Peg Bracken, sassy author who skewered cuisine, dies at 89
05.11.2007 09:36
Peg Bracken, 89, who wrote witty best-selling books tweaking the pretensions of gourmet-food preparation and proper etiquette, died Oct. 20 at her home in Portland. She had a lung ailment.
Ms. Bracken was an advertising copywriter before "I Hate to Cook Book" (1960) sold a reported 3 million copies and established her as an authority on resourceful cooking. The book became a staple for housewives with little interest in cooking beyond what they could scrounge from an understocked pantry.
She aimed for an audience that shared her dislike for women's magazines that set an impossible standard by offering tantalizing but impossibly opulent recipes suitable for Henry VIII's banquets.
"We live in a cooking-happy age," she wrote in "I Hate to Cook Book." "You watch your friends redoing their kitchens and hoarding their pennies for glamorous cooking equipment and new cookbooks called 'Eggplant Comes to the Party' or 'Let's Waltz Into the Kitchen,' and presently you begin to feel un-American."
She emphasized convenience over the fresh ingredients and time-consuming preparation pushed by the gourmet school of thinkers, including Julia Child and James Beard.
"I Hate to Cook Book" gave a green light to canned vegetables and promoted mushroom soup to cover up mistakes. Throughout, Ms. Bracken offered recipes written with a nod to the weary housewife.
To make "Skid Road Stroganoff": "Add the flour, salt, paprika and mushrooms, stir, and let it cook five minutes while you light a cigarette and stare sullenly at the sink."

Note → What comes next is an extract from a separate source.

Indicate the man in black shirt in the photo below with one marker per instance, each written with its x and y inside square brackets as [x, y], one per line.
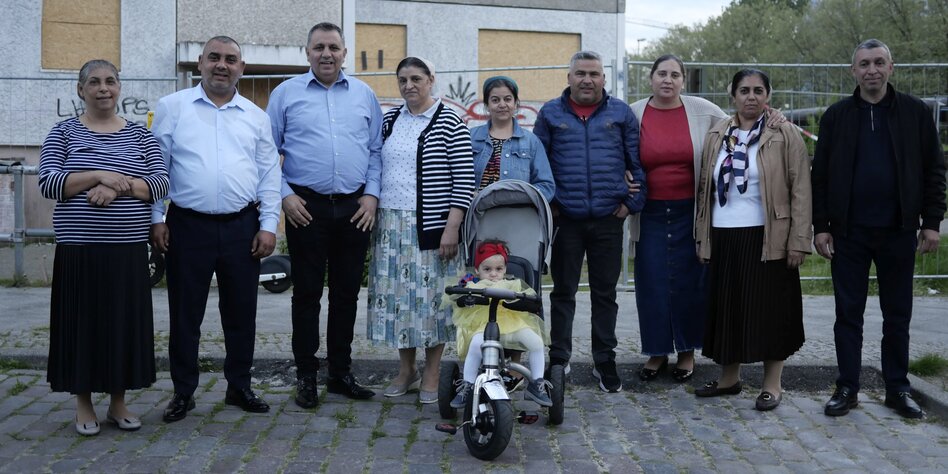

She warned against condiment overkill, writing that "a lot of people feel that anything peppered should look as though it had been fished out of a gravel pit."
She also dispensed tongue-in-cheek semantic advice. For example, she told readers that to say "garnish with crispy bacon curls" made one appear more knowledgeable in the kitchen than to say "top with bacon."
Ms. Bracken's cookbook received favorable reviews, although it rarely has been a favorite of purists. Decades later, food writer Miriam Ungerer said the book was "still around, pandering to the slothful."
Ruth Eleanor Bracken was born Feb. 25, 1918, in Filer, Idaho, and reared in Clayton, Mo. She graduated in 1940 from Antioch College in Ohio and changed her name to Peg "out of thin air," she said, when she began looking for work.
Ms. Bracken wrote fashion copy for an advertising company in Portland and contributed light verse to newspapers and magazines.
She arrived at the cookbook idea with a group of professional women who called themselves the Hags. They pooled their recipes, with Ms. Bracken making edits and writing the overall text. Problems arose when it came time to find a publisher.
She told The New York Times in 1964: "Male editors were afraid of it because they were convinced that women regarded anything that had to do with cooking very seriously and would not stand for an attitude that was the least bit flippant."
Her husband at the time, a writer named Roderick Lull, was "totally discouraging" of her idea, she later told The Washington Post. "Of course, when the first royalty check came, he had to eat a huge platter of crow — French-fried or oven-baked, because that's the easiest," she said.
Ms. Bracken wrote follow-up cookbooks as well as "The I Hate to Housekeep Book" (1962) and a guide to personal conduct called "I Try to Behave Myself" (1964).
Her other books included a memoir, "A Window Over the Sink" (1981), and a collection of essays, "On Getting Old for the First Time" (1997), the second co-written with the fictional Emily Bracken, whom she dubbed her "verse-addicted companion."
Peg Bracken also wrote columns for newspapers and magazines, including Family Circle, and was a pitchwoman in television commercials for Birds Eye frozen vegetables in the late 1960s and early '70s.
Her marriages to Lull and Mike Smith ended in divorce. Her third husband, artist Parker Edwards, died in 1988.
Survivors include her fourth husband, John Ohman, of Portland, whom she married in 1991; a daughter from her second marriage, Johanna Bracken, of Long Beach, Calif.; three stepchildren, Ann Fragale, of Great Falls, Va., Jim Ohman, of Farmingville, N.Y., and Jack Ohman, of Portland; and 11 grandchildren.